Note there is a similar adjustment for Clopper-Pearson intervals called mid-p intervals, which we won’t have time to discuss.

How to choose:

How do we pick between these? First we need to make sure that the methods have coverage

Example (6.4.6)

say we have n=20 and p=3, so x/n=0.15, so the true p is probably between 0.05 and 0.3 . Let’s do the coverage graphs:

so the only two that “work” are Clopper-Pearson and Wilson with continuity correction.

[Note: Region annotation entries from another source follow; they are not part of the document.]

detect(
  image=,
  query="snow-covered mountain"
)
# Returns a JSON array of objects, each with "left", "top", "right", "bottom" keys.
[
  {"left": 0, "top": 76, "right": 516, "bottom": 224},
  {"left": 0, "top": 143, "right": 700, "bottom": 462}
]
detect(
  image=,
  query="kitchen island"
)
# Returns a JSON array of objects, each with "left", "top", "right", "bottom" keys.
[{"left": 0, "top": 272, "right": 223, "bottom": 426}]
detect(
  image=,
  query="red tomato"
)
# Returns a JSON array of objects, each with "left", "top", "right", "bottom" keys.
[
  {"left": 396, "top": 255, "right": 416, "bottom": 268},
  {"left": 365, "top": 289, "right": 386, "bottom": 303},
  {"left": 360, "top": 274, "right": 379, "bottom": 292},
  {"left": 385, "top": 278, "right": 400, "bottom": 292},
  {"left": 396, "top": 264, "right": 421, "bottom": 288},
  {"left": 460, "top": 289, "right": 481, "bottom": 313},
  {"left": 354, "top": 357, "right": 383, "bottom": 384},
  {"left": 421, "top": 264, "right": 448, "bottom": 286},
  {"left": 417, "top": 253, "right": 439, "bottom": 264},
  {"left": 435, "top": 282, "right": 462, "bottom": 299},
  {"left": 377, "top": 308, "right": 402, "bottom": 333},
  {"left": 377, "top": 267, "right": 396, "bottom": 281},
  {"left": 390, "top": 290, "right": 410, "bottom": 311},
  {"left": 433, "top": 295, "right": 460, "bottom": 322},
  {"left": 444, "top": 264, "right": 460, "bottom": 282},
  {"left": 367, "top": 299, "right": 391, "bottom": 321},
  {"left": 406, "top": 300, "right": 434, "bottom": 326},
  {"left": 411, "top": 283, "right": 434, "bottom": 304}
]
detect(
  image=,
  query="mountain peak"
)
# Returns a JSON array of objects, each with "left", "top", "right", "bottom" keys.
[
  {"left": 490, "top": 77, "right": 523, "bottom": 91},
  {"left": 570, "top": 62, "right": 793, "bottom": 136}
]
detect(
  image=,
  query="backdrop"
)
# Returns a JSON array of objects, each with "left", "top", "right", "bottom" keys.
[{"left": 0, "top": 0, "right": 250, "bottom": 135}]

How do we choose between these two? One possible criterion is the expected length of the interval:

\[e(p)=E\left[U(X)-L(X)\right]=\sum_{i=0}^n (u(i)-l(i)){n\choose i}p^i(1-p)^{n-i}\]

drawn here:

so for p around 0.15 they are pretty much the same.